Opened 10 years ago
Closed 8 months ago
#10029 closed defect (invalid)
make cookies more secure
| Reported by: | jason | Owned by: | jason, was |
|---|---|---|---|
| Priority: | major | Milestone: | sage-duplicate/invalid/wontfix |
| Component: | notebook | Keywords: | |
| Cc: | jhpalmieri | Merged in: | |
| Authors: | Tim Dumol | Reviewers: | |
| Report Upstream: | N/A | Work issues: | |
| Branch: | Commit: | ||
| Dependencies: | Stopgaps: |
Description
Tim Dumol introduced some changes in #9822 that are designed to make cookies more secure and work better. The patch is attached.
Attachments (1)
Change History (7)
Changed 10 years ago by
comment:1 Changed 10 years ago by
comment:2 Changed 10 years ago by
- Cc timdumol added
- Status changed from new to needs_work
comment:3 Changed 10 years ago by
Here is the bug report (repeated on this ticket for clarity and completeness)
I installed this on my server (4.5.2) where I have apache forwarding port 80 (outside) to port 8000 (the local sage server).
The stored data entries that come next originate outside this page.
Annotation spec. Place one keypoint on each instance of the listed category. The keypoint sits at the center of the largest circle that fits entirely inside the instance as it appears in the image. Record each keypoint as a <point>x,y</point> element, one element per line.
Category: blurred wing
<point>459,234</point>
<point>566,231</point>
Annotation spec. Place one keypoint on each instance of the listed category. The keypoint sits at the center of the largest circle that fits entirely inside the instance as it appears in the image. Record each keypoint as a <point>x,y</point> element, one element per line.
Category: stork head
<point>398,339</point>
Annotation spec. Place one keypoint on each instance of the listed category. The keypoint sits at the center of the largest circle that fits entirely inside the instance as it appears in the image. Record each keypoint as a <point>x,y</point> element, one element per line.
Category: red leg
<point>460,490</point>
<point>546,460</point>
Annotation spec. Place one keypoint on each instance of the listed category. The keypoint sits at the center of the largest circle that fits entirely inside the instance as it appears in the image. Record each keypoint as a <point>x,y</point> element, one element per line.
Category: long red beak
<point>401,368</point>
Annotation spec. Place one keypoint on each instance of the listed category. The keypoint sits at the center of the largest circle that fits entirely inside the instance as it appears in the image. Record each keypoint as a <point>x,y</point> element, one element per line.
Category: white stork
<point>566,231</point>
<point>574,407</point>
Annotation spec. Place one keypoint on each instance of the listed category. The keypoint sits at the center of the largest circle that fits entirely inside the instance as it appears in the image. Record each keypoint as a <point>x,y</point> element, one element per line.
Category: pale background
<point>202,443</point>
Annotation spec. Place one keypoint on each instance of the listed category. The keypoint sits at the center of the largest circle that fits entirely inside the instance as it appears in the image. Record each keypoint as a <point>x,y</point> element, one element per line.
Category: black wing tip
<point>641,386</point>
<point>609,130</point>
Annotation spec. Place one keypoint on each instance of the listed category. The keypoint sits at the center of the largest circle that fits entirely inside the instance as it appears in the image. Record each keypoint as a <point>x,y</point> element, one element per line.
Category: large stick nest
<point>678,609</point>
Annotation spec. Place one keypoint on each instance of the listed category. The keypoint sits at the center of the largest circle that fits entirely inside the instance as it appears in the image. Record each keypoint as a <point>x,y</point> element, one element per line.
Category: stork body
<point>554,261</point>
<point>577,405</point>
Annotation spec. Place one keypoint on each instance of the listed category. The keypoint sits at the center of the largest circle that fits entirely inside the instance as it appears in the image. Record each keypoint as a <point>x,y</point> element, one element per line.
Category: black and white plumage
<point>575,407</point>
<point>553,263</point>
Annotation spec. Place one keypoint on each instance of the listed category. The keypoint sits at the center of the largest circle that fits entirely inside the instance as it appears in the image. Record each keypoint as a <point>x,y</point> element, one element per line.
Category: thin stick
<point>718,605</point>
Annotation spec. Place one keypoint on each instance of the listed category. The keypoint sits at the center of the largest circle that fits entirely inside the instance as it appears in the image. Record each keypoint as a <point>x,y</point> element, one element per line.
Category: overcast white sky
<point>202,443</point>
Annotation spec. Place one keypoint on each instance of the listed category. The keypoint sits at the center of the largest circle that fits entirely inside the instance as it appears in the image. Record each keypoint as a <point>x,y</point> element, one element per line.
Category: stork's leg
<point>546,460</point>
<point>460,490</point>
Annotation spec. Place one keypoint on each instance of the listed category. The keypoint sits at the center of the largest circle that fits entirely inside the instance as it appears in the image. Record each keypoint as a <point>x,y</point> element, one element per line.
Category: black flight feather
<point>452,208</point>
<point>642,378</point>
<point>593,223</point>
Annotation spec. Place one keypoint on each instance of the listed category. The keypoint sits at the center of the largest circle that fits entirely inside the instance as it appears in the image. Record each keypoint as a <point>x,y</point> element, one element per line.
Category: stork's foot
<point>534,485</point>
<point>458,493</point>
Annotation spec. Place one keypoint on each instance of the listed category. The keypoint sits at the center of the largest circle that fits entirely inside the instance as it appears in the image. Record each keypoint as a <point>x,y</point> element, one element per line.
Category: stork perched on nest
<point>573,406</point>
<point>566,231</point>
On logging in, I get a browser message: "Please enable cookies or delete all Sage cookies and localhost cookies in your browser and try again." In Firebug, I see I have two cookies: cookie_test_80, and nb_session_8000}}}. That looks wrong, doesn't it?
When I delete all of my cookies from that server, I still can't log in (same error). After the error page comes up, and I click "Continue", I see the cookie_test_80 cookie show up in FireCookies??.
Before the patch, I see a cookie_test_8000 and a nb_session_8000 cookie. So maybe the problem is that after the patch above, we have a cookie_test_80 cookie.
comment:4 Changed 8 months ago by
- Cc jhpalmieri added; timdumol removed
- Milestone set to sage-duplicate/invalid/wontfix
- Status changed from needs_work to needs_review
this a very old ticket about the deprecated sagenb. Can we close ?
comment:5 Changed 8 months ago by
- Status changed from needs_review to positive_review
comment:6 Changed 8 months ago by
- Resolution set to invalid
- Status changed from positive_review to closed
This patch needs some work. See the discussion at the bottom of #9822 for a bug report.